- Theatrical release poster
- Directed by: P. Pullaiah
- Screenplay by: Umachandran K. V. Srinivasan
- Story by: Sadasivabrahmam
- Produced by: Narayana Iyengar
- Starring: R. Ganesh Savitri K. Sarangapani
- Music by: Addepalli Rama Rao
- Production companies: Narayanan and Company
- Distributed by: Narayanan and Company
- Release date: 5 November 1953;
- Country: India
- Language: Tamil

= Manam Pola Mangalyam =

1953 film by P. Pullaiah

Manam Pola Mangalyam is a 1953 Indian Tamil language comedy film directed by P. Pullaiah. The film stars Gemini Ganesan (then R. Ganesh) and Savitri in the lead roles. It was released on 5 November 1953. No print of the film is known to survive, making it a lost film.

== Plot ==
The film is a comedy of mistaken identity of two look-alikes, one of whom is an inmate of a lunatic asylum who escapes. By a twist of fate, Gemini Ganesan and Savithri fell in love.

Besides the situation comedy that is full of twists and turns, Sarangapani, who played an elderly man wanting to marry the heroine, topping it creates some problem and prevents them from getting married.

Meanwhile the other Gemini Ganesan who is mistakenly locked in the asylum falls in love with the nurse played by Surabhi Balasaraswathi. After Sarangapani discovers him, he uses it to his advantage to fool Savitri into thinking that Gemini Ganesan is not loyal to her and is only after her for her money.
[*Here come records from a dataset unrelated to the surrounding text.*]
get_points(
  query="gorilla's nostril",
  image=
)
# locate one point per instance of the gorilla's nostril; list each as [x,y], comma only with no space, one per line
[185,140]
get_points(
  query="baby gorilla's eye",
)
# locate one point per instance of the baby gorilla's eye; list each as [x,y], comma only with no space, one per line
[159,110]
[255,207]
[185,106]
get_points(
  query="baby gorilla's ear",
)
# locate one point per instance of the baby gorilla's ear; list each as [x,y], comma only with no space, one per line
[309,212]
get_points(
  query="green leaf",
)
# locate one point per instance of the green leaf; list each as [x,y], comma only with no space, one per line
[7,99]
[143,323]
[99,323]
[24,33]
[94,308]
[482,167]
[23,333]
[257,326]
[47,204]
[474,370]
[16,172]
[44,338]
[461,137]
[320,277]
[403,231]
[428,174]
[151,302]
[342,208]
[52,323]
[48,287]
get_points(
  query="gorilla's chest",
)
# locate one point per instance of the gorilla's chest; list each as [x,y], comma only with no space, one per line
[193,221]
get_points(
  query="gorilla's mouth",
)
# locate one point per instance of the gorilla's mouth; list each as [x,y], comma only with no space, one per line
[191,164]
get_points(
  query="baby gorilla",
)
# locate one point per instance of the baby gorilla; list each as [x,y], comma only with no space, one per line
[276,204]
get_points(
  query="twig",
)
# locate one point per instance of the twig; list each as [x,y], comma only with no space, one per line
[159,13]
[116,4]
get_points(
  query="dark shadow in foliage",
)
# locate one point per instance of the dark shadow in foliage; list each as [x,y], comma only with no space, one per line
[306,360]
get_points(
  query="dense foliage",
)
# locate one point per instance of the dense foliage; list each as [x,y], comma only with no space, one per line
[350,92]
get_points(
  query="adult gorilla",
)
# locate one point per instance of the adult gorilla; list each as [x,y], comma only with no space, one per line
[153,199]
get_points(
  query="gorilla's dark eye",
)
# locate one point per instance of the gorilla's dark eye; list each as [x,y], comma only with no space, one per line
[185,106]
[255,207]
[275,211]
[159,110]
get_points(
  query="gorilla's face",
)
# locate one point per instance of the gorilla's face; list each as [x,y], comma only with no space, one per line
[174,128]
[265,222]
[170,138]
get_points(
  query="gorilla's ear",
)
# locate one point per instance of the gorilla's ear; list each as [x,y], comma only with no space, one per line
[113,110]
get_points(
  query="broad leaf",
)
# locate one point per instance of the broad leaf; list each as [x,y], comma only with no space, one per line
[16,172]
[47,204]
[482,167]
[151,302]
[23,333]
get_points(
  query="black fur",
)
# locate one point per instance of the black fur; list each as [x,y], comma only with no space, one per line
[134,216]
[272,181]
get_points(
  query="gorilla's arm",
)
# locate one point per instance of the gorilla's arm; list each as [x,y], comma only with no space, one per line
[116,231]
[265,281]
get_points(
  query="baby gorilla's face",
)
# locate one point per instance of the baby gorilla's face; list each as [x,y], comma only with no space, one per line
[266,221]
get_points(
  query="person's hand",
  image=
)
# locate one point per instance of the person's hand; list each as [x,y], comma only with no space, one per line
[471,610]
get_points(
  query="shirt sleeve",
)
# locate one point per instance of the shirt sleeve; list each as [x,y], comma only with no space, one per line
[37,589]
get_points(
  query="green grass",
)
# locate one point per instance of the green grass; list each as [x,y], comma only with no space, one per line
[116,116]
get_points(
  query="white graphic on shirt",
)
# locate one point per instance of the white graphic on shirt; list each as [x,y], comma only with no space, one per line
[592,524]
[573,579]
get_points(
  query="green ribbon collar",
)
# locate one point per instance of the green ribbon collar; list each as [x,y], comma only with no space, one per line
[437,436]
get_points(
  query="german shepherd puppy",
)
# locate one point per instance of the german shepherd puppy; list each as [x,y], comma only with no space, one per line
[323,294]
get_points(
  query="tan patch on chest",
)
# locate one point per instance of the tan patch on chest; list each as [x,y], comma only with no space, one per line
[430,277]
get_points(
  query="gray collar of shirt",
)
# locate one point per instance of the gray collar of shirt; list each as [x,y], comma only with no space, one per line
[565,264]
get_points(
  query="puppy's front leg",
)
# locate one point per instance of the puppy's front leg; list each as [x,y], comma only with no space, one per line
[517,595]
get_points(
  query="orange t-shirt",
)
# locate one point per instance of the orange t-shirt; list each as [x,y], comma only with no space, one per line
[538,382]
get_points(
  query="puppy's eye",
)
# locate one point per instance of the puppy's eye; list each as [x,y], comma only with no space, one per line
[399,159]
In the end, Gemini Ganesan foils Sarangapani's plans and the movie ends with the four if them getting married

== Cast ==
Credits adapted from The Hindu:

- Male cast
- R. Ganesh
- K. Sarangapani
- Friend Ramasami
- T. N. Sivathanu
- T. N. Meenakshi
- K. Natarajan
- C. Rajarathnam
- S. Peer Mohammed
- T. K. Kalyanam
- G. V. Sharma
- V. P. Balaraman
- Gundu Mani
- Loose Arumugam
- Kottapuli Jayaraman

- Female cast
- Savitri as Kalyani
- Surabhi Balasaraswathi
- M. R. Santhanalakshmi

== Production ==
Manam Pola Mangalyam was directed by P. Pullaiah and produced by Narayanan and Company. The storyline was written by Telugu screenwriter Vempati Sadhasivabramham, the Tamil script by Umachandran and K. V. Srinivasan. All three men received credit onscreen for the story and screenplay. Gemini Ganesan (then known as R. Ganesh) was cast as the male lead. He appeared in a dual role, one of his characters being an asylum escapee. The final length of the film was 15535 feet.

== Soundtrack ==
The soundtrack was composed by Addepalli Rama Rao, with lyrics by Kanaka Surabhi. One of the soundtrack's hit numbers was "Maappillai Doi", performed by A. M. Rajah and P. Leela.

Track listing
| No. | Title | Singer(s) | Length |
|---|---|---|---|
| 1. | "Maappillai Doi" | P. Leela, A. M. Rajah | 3:13 |
| 2. | "Nalla Caaril Erikondu" | Jikki | 3:06 |
| 3. | "Pona Macchan" | P. Leela | 2:42 |
| 4. | "Ellorukkum Vaaikkiradhu" | P. Leela | 2:05 |
| 5. | "Solai Naduve Odi" | M. L. Vasanthakumari | 2:44 |
| 6. | "Kalaiyin Uruvam Engal" | (Radha) Jayalakshmi |  |
| 7. | "Andru Ododi Vandhu Uyir Koduthaai" | (Radha) Jayalakshmi |  |
| 8. | "Aavadhum Pennale" | V. J. Varma & P. Susheela | 2:31 |
| 9. | "Aasa Vachen Un Mele" | V. J. Varma |  |
| 10. | "Pollaa Siraikkoodamaa Ivvulagam" | V. J. Varma |  |

== Reception ==
The film became a major commercial success, and a breakthrough in the careers of both Savitri and Ganesan. The duo would subsequently act in many films together which became successful. Film historian Randor Guy praised the fact that Ganesan "did not indulge in fisticuffs every fifth scene, nor did he deliver jaw-breaking, alliterative and seemingly endless passages of dialogue." He said the film would be "Remembered for the excellent performances of the new hero in a double role, Gemini Ganesh, Savithri and Sarangapani and the melodious tunes of Rama Rao which are still fondly remembered by old-timers."